Le complexe Baradères-Cayemites est une aire protégée du Sud-Ouest d’Haïti. Il est situé entre les départements des Nippes et la Grand’Anse et s’étend sur une superficie de près de 890 Km2 de Petit Trou de Nippes jusqu’à Corail avec une partie marine et une partie terrestre.  Cette dernière est limitée au Sud par les sections communales Tibi Davesac et Champlois de la commune de Camp-Perrin, Melon et Dory de Maniche, Laroque de Cavaillon, Plaisance et Anse à Pins de Plaisance du Sud et Liève de Petit Trou de Nippes, au Nord par la péninsule Grand Boucan-Baradères, la zone côtière de Petit Trou de Nippes, Ile Cayemites, les côtes de Pestel et de Corail, à l’Est par les communes d’Arnaud et Anse-à-Veau et à l’Ouest par les communes de Roseaux et Beaumont proche de l’extrémité Est du Parc Macaya.  Voir l’image ci-dessous.

Le complexe dispose par endroits d’importantes formations de mangroves.

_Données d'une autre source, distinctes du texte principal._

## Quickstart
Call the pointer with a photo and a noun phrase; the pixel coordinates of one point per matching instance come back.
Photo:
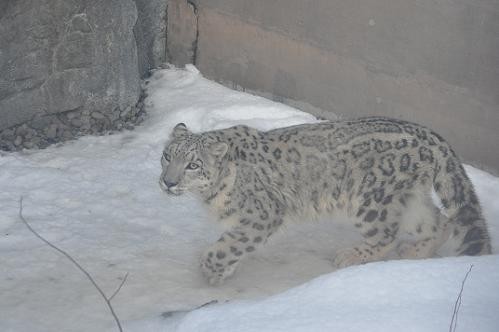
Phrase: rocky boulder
(67, 67)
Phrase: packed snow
(98, 198)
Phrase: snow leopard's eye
(192, 166)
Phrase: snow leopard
(380, 172)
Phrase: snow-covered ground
(98, 198)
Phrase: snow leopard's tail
(466, 226)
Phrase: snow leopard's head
(191, 162)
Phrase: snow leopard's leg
(423, 230)
(255, 225)
(379, 218)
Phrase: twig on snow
(72, 260)
(119, 288)
(457, 305)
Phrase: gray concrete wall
(431, 61)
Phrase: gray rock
(64, 55)
(150, 34)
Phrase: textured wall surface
(72, 67)
(434, 62)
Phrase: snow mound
(98, 198)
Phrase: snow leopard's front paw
(217, 266)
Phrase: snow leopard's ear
(219, 149)
(179, 130)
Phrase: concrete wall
(431, 61)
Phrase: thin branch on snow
(119, 288)
(457, 305)
(108, 301)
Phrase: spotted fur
(379, 171)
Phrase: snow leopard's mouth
(174, 191)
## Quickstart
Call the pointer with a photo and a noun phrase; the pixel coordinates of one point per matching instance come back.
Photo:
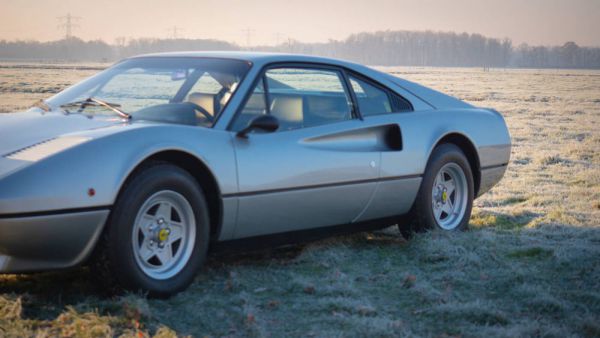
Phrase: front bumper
(56, 240)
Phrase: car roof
(255, 57)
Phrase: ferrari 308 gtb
(142, 168)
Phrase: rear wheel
(157, 235)
(445, 198)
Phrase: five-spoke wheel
(163, 234)
(157, 235)
(445, 198)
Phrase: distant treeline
(389, 48)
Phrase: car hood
(21, 130)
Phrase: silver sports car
(142, 168)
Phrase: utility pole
(278, 37)
(68, 22)
(248, 32)
(174, 32)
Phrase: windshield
(183, 90)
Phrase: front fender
(63, 181)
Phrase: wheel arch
(199, 170)
(468, 147)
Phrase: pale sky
(546, 22)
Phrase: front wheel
(445, 198)
(157, 235)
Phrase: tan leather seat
(206, 101)
(288, 110)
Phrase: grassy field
(530, 266)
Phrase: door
(319, 168)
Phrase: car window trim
(382, 87)
(302, 65)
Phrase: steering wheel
(202, 111)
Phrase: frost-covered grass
(530, 266)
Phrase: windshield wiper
(94, 102)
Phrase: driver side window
(298, 97)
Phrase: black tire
(115, 259)
(421, 216)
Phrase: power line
(174, 32)
(248, 32)
(67, 23)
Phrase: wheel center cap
(163, 234)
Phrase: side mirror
(266, 123)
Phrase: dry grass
(529, 267)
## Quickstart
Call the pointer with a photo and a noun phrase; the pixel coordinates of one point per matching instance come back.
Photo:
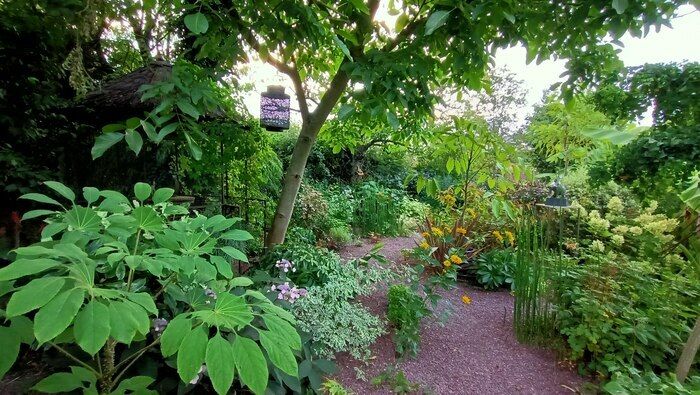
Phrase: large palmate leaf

Cet écosystème, riche en biodiversité a un fort potentiel de services écosystémiques.

Cependant, l’économie de la région étant essentiellement basée sur l’agriculture de subsistance, il y a une forte pression sur les ressources naturelles.  La coupe des arbres reste l’une des activités les plus importantes pour la population.  Il s’en suit une dégradation importante des bassins versants.  L’érosion du sol en amont causée par les pluies et la forte déforestation facilitent le dépôt de divers sédiments dont les déchets en matière plastique ajoutés aux effets du changement climatique contribuent à l’affaiblissement et la dégradation des écosystèmes de mangroves.

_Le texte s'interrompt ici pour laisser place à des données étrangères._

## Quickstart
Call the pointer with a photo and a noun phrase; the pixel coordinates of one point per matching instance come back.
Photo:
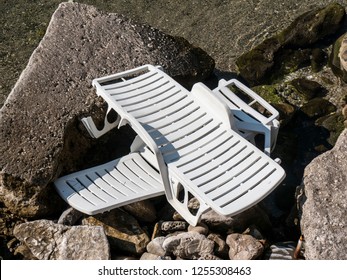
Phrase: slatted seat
(253, 115)
(194, 139)
(114, 184)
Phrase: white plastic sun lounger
(192, 137)
(187, 144)
(248, 120)
(128, 179)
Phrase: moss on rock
(290, 49)
(308, 89)
(318, 107)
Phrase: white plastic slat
(225, 185)
(192, 137)
(95, 190)
(212, 161)
(154, 108)
(206, 154)
(242, 158)
(147, 178)
(134, 178)
(102, 184)
(193, 149)
(136, 90)
(116, 83)
(95, 187)
(83, 189)
(141, 102)
(172, 127)
(254, 195)
(131, 85)
(220, 159)
(190, 111)
(183, 130)
(65, 191)
(225, 196)
(238, 102)
(164, 112)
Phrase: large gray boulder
(40, 132)
(49, 241)
(324, 204)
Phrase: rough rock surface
(49, 241)
(40, 132)
(243, 247)
(189, 245)
(122, 230)
(324, 210)
(338, 57)
(290, 46)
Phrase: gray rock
(199, 228)
(221, 249)
(338, 57)
(40, 131)
(324, 208)
(170, 226)
(149, 256)
(243, 247)
(155, 246)
(142, 210)
(281, 251)
(291, 46)
(237, 223)
(188, 245)
(49, 241)
(122, 230)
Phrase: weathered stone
(155, 246)
(199, 228)
(243, 247)
(270, 59)
(281, 251)
(319, 59)
(49, 241)
(70, 216)
(323, 219)
(209, 257)
(188, 245)
(149, 256)
(238, 223)
(221, 249)
(40, 131)
(318, 107)
(271, 95)
(23, 252)
(338, 57)
(142, 210)
(170, 226)
(122, 230)
(308, 89)
(334, 123)
(254, 231)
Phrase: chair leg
(94, 131)
(182, 206)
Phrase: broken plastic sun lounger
(194, 144)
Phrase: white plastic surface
(249, 121)
(114, 184)
(195, 148)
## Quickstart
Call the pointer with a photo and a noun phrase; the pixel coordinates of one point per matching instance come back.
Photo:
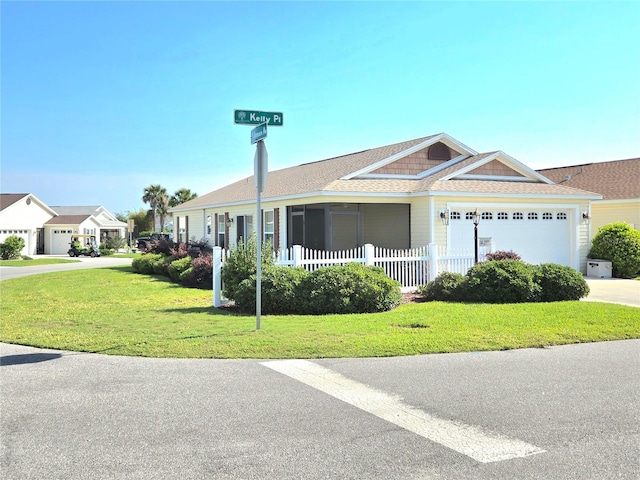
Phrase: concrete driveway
(614, 290)
(85, 262)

En 2010, les quelque 190 pays membres de la Convention sur la diversité biologique (CDB) de l’ONU ont adopté 20 mesures, les objectifs d’Aichi, pour stopper l’érosion de la biodiversité.  Dans le cadre de ce plan 2010-2020, les membres de la CDB s’étaient engagés de « mettre un terme à l’appauvrissement de la diversité biologique, afin de s’assurer que les écosystèmes soient résilients et continuent de fournir des services essentiels.

Les objectifs d’Aichi répondaient à cinq grands buts stratégiques :

  1. Gérer les causes sous-jacentes de l’appauvrissement de la diversité biologique,
  2. Réduire les pressions directes,
  3. Améliorer l’état de la diversité biologique,
  4. Renforcer les avantages retirés » de la biodiversité
  5. Renforcer la mise en œuvre de la protection de la nature.

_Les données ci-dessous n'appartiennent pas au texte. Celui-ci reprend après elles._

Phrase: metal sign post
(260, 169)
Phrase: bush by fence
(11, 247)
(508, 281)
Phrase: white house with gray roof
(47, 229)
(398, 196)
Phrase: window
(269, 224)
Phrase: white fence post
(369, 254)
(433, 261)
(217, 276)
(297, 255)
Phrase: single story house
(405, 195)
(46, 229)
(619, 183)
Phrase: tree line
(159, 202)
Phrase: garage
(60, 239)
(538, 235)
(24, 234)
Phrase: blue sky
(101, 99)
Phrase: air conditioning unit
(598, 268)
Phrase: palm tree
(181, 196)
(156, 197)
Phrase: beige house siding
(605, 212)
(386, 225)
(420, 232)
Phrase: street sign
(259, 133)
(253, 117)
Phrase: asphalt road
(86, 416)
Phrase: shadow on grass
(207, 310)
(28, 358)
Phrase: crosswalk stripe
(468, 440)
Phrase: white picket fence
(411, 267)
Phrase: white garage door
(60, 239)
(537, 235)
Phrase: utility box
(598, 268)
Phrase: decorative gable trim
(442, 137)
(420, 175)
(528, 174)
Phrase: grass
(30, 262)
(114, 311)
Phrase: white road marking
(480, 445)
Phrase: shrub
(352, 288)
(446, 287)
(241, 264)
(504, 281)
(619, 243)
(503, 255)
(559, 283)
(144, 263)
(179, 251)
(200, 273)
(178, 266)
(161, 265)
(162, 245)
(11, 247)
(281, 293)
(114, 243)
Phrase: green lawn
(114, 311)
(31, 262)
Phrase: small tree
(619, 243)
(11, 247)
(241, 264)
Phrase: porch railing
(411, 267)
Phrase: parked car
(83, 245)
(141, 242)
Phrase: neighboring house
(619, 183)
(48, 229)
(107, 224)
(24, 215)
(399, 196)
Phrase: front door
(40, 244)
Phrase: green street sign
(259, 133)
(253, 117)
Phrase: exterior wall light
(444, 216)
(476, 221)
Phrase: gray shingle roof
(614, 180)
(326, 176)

Haïti s’est engagé à atteindre ces objectifs chiffrés concernant la création et la gestion d’aires protégées sur son territoire.

En conséquence, Haïti s’est joint, en 2016, au Caribbean Challenge Initiative (CCI) dont l’un des buts est de « mettre en place des mécanismes de financement fiable à long terme pour assurer la gestion durable des aires marines et côtières dans l’avenir ».

C’est dans ce contexte que Ces termes de référence ont été préparés par le Fonds Haïtien pour la biodiversité (FHB) qui est un fonds fiduciaire créé afin de faciliter un mécanisme de financement durable pour la protection et la valorisation des ressources naturelles et des écosystèmes.